Au meeting du Rassemblement national, populisme et grosses ficelles

Au meeting du Rassemblement national, populisme et grosses ficelles

Qu’il est complexe, le rôle de l’équilibriste en politique. Mais qu’il peut, parfois, s’avérer nécessaire dans la dernière ligne droite électorale. Et puis le Rassemblement national n’est plus à un grand écart prêt. Pendant cette campagne européenne, la formation d’extrême droite a déjà fait le deuil de sa cohérence, changeant de positionnement sur la sortie du commandement intégré de l’Otan, sur la politique agricole commune (PAC), sur le dégel du corps électoral en Nouvelle-Calédonie ou sur la sortie du marché commun de l’électricité… Une volatilité idéologique qui n’empêche pas ses représentants de s’ériger en chantres du “camp de la raison”, surjouant l’opposition raisonnée face aux prétendus incendiaires campés que seraient les représentants du gouvernement Macron.

“Je suis un raisonnable, je suis un pragmatique”, fanfaronnait ces derniers mois la tête de liste lepéniste Jordan Bardella, pillant la Macronie de ses éléments de langage. “Je suis la voix de la raison face aux extrêmes” osait-il même, sourire en coin. Mais dimanche 2 juin, pour son dernier meeting de campagne avant le scrutin du 9 juin, les frontistes ont renoué avec les accents populistes du parti à l’ancienne.

Discours anti-élites

Au Dôme de Paris, l’autoproclamé “camp de la raison” est devenu celui de “la vérité”, promettant de “démanteler l’industrie du mensonge qui gouverne la France”. “Toute leur campagne aura été bâtie sur la diffamation, la manipulation, la calomnie…, a scandé Jordan Bardella devant quelque 5 000 militants chauffés à blanc. Le 9 juin, c’est aussi un vote pour la vérité face aux mensonges qu’ils diffusent en boucle contre nous, et donc contre vous.” Qu’il paraît loin le Jordan Bardella lisse et poli qui s’offusquait, face à Gabriel Attal, d’être traité de “menteur”, dénonçant une formule irrespectueuse.

Il faut dire que, quelques minutes plus tôt, Marine Le Pen lui avait bien mâché le travail. Au micro, la cheffe de file du groupe RN à l’Assemblée n’a pas hésité à renouer avec les grosses ficelles qui ont fait une partie du succès de la formation populiste.
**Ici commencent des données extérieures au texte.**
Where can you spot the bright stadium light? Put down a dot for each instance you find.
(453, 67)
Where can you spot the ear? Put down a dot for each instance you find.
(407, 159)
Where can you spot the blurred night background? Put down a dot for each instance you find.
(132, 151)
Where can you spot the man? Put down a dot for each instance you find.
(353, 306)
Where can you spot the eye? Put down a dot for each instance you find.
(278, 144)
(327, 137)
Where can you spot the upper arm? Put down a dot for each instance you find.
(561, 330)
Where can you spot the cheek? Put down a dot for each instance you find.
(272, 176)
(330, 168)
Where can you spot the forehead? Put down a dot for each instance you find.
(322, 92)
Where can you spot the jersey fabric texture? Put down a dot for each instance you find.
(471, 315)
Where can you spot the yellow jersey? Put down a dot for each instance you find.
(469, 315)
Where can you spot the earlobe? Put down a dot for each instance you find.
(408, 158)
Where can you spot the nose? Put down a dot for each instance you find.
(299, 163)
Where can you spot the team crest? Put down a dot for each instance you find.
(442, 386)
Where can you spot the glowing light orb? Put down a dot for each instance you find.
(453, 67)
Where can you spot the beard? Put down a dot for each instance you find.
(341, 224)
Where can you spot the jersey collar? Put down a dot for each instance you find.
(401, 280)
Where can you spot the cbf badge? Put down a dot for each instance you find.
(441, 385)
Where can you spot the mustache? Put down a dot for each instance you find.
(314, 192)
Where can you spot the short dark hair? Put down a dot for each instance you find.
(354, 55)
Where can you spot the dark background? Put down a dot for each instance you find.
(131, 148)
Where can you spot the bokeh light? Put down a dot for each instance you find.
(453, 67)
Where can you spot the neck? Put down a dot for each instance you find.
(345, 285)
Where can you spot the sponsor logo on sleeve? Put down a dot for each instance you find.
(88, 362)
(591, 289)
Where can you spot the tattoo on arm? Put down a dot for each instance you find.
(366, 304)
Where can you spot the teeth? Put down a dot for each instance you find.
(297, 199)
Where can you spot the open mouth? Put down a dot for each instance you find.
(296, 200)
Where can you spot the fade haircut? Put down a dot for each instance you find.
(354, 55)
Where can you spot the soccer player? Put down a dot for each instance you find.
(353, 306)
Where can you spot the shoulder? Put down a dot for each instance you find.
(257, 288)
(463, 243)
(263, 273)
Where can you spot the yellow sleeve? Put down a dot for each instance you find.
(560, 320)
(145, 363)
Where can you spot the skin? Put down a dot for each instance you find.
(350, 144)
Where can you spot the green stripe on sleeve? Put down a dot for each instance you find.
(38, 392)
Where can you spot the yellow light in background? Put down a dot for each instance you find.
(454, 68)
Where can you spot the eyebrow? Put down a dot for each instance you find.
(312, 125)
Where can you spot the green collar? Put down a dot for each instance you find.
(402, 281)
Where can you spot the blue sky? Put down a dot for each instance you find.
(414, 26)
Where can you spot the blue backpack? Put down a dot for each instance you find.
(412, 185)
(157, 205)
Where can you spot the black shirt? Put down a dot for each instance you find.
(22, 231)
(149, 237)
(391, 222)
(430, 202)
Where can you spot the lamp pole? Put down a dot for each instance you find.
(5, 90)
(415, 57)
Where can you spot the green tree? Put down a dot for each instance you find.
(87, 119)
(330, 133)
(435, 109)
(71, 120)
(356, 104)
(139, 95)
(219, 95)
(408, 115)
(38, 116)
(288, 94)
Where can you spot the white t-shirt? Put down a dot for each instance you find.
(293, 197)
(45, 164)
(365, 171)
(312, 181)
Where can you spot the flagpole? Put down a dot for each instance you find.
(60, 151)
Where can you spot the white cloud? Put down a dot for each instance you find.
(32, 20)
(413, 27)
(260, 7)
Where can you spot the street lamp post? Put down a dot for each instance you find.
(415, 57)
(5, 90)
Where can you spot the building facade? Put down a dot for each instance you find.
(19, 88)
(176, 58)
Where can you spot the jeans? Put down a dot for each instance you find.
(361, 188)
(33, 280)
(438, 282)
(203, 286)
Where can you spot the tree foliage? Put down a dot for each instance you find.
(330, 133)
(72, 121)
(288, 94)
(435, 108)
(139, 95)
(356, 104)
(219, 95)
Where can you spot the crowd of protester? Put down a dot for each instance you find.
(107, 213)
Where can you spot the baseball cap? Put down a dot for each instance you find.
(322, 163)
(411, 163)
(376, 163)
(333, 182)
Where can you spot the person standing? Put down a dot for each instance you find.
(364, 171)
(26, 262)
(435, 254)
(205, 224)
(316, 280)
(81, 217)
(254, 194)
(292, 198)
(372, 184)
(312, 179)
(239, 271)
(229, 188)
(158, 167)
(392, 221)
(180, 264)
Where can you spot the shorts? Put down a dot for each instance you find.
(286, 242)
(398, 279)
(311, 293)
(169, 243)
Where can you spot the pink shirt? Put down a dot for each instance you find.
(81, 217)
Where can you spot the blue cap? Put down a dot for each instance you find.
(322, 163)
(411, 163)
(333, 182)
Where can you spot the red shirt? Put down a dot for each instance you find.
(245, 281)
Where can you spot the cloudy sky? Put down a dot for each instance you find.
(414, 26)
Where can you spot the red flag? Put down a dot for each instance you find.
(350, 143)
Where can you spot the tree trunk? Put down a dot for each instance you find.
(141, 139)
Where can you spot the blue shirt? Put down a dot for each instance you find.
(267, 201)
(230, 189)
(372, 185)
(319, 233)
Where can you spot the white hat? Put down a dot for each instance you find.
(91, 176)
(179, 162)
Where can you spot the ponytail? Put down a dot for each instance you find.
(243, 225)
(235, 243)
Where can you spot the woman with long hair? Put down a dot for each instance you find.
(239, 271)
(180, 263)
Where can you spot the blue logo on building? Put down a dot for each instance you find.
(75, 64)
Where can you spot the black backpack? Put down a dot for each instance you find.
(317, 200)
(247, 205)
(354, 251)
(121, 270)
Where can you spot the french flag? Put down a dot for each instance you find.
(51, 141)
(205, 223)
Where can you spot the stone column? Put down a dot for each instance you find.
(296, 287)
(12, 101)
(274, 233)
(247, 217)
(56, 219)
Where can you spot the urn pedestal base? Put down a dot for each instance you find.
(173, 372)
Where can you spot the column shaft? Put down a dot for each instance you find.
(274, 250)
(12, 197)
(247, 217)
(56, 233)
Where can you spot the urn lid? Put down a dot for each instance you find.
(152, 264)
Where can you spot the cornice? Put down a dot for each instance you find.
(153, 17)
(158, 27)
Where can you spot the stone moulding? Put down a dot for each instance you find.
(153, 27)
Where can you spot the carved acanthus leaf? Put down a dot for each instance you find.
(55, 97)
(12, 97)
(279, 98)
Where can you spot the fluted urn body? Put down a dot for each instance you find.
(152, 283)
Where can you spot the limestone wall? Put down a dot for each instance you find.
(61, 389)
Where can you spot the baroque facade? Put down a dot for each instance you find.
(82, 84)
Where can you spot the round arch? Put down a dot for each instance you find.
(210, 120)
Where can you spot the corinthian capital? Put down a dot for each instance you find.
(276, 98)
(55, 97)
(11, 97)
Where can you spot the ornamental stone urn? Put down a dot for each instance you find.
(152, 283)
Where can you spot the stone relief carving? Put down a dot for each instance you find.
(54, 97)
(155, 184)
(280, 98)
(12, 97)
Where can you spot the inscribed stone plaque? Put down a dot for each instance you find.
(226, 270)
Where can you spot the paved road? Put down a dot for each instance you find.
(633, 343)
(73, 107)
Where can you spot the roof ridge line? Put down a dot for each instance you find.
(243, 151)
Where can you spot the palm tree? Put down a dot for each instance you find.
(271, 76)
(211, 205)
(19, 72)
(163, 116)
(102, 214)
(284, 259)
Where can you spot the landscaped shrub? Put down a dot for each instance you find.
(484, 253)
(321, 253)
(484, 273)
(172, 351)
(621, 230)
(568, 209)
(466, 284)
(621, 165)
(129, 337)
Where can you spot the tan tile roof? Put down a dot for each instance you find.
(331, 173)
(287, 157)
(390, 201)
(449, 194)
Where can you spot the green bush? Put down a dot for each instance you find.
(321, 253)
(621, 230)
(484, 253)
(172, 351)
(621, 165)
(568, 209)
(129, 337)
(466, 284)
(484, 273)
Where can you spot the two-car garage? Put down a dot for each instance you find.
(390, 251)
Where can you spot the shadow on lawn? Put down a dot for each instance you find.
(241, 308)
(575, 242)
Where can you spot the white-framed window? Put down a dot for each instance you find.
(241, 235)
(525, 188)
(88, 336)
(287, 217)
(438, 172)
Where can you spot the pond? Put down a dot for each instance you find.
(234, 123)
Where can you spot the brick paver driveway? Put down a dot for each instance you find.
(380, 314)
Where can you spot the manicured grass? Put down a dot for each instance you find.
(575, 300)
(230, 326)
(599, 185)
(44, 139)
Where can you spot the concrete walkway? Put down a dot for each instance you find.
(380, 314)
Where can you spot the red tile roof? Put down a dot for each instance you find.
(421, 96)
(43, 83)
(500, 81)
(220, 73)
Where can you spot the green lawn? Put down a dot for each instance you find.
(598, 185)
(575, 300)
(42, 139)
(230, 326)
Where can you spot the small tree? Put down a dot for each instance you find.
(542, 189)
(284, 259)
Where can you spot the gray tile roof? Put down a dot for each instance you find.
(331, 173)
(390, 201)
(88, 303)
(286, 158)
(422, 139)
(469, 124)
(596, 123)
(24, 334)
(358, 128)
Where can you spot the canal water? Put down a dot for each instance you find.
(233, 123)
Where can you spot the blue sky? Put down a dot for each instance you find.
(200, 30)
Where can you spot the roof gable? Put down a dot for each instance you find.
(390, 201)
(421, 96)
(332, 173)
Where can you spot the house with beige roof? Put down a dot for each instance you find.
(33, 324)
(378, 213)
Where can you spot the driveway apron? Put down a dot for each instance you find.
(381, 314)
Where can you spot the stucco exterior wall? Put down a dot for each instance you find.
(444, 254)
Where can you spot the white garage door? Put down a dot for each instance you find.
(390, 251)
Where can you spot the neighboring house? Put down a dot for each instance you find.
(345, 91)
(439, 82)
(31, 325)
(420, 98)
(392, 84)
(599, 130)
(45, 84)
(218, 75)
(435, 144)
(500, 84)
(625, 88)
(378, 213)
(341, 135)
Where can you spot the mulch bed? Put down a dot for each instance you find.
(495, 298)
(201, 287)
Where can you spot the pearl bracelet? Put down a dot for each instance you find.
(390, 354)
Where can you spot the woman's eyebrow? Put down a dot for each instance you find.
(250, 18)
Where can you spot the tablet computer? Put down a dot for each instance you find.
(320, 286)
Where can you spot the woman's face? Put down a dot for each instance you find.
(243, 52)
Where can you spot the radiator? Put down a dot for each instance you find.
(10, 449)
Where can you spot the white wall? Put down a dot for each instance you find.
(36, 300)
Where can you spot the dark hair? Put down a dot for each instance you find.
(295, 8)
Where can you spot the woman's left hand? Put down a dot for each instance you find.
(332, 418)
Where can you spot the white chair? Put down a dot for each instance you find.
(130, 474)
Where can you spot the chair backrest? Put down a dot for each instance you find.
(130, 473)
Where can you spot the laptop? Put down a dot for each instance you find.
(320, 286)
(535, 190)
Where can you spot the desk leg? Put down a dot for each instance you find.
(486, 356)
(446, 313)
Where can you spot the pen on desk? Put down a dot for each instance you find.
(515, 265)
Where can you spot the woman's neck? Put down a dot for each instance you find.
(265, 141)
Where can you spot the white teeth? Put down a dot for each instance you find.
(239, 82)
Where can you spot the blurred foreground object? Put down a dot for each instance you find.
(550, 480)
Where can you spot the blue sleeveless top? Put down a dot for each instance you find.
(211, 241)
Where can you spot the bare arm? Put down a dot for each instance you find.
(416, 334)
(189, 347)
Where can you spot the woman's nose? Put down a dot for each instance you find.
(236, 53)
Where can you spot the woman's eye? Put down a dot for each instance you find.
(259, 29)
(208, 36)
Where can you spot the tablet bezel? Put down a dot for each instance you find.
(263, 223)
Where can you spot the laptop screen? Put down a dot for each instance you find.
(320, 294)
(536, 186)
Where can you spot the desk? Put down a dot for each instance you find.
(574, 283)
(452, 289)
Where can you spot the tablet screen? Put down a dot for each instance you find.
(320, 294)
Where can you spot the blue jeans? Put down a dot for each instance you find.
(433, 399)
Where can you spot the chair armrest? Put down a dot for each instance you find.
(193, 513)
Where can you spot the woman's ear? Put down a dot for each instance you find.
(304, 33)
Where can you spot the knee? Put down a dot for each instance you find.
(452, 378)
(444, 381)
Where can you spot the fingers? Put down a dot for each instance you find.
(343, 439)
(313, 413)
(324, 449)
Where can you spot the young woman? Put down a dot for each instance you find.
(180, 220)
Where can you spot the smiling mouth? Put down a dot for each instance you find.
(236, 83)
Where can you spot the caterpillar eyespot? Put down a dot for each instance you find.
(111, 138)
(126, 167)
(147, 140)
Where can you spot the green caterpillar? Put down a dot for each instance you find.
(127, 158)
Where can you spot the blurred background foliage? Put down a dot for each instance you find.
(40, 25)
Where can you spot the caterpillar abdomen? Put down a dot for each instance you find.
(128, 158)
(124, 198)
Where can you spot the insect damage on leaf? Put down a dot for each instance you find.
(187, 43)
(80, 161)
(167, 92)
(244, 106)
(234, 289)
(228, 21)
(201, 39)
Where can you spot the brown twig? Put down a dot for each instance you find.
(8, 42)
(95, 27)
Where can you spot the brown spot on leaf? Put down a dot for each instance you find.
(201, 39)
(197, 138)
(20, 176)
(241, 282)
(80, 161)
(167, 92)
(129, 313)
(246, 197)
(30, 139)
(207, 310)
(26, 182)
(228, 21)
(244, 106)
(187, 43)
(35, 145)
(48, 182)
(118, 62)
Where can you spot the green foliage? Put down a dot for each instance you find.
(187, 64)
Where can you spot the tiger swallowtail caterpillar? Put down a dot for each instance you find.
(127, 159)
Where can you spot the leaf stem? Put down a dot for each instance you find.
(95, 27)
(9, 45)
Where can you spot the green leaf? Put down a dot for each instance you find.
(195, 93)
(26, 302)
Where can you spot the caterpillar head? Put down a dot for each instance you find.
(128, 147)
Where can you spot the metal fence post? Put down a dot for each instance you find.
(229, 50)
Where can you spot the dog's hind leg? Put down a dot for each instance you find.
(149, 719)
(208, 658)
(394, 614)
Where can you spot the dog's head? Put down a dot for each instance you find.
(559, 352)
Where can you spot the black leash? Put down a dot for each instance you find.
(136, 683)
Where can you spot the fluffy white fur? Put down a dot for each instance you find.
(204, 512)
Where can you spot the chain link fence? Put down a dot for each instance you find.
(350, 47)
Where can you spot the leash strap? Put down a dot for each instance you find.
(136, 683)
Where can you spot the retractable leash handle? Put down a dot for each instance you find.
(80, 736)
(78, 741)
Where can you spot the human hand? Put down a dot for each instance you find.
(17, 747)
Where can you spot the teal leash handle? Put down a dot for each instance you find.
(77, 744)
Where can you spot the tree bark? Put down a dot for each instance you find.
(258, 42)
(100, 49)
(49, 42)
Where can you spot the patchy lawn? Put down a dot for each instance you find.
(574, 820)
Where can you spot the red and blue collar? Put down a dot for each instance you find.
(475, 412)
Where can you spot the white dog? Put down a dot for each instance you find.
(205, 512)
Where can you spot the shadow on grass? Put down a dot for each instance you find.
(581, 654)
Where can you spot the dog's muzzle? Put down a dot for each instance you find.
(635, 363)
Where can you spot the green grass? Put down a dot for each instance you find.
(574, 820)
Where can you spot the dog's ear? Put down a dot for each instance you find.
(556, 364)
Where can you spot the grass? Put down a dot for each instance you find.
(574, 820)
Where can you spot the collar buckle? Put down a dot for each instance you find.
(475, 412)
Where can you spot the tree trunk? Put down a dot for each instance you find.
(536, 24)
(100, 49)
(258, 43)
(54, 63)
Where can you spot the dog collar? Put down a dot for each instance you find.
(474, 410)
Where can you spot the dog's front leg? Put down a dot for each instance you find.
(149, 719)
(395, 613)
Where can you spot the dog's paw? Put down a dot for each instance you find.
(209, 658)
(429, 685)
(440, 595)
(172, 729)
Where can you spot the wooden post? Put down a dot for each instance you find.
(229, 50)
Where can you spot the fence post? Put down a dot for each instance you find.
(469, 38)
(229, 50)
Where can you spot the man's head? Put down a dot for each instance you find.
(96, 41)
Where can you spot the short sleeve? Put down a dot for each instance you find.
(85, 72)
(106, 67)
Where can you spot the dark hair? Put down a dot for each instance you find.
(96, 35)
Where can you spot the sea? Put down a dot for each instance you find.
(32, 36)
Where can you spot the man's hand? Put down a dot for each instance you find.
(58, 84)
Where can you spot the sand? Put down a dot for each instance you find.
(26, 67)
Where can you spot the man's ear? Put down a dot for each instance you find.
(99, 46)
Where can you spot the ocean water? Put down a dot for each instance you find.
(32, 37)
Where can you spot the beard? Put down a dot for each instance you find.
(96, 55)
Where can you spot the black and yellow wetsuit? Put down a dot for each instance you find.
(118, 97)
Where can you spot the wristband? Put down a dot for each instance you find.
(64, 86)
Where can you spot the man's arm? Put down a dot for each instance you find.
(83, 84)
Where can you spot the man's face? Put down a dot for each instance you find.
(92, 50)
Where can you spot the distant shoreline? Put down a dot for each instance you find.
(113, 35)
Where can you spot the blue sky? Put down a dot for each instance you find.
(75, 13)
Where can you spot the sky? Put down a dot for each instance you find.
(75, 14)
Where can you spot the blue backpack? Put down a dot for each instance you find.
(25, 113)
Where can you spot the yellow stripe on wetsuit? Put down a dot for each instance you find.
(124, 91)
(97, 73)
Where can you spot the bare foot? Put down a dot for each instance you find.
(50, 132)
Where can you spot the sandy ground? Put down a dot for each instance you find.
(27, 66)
Pendant près d’une demi-heure, la députée du Pas-de-Calais s’en est donc prise à cette technocratie européenne, qui se nourrirait des crises pour “s’attribuer des pouvoirs nouveaux”. L’occasion aussi de fustiger, encore et toujours, ces “normes, des champs de normes comme si elles étaient devenues une fin en soi”. Et après ? “Demain, la mise en place des impôts européens, parce que c’est leur rêve, et qui s’ajouteront à nos impôts, même votre épargne n’est pas à l’abri tant ils louchent dessus de manière indécente”, a poursuivi Marine Le Pen, prenant son auditoire à partie.

Et que serait une diatribe populiste sans un passage anti-élites ? Cette élite europhile qui, selon Marine Le Pen, “n’a aujourd’hui de cesse de souffler sur les braises pour monter une armée européenne afin de mener des guerres on ne sait où, décidées par on ne sait qui, en captant notre puissance nucléaire, voire en lorgnant sur notre siège au conseil de l’ONU…” Bref, au Rassemblement national, on a beau singer l’opposition raisonnée, la rechute populiste n’est jamais bien loin. Surtout, après une longue campagne sans faire de vagues, un retour aux fondamentaux ne mange pas de pain dans la dernière ligne droite, pour aider à la mobilisation.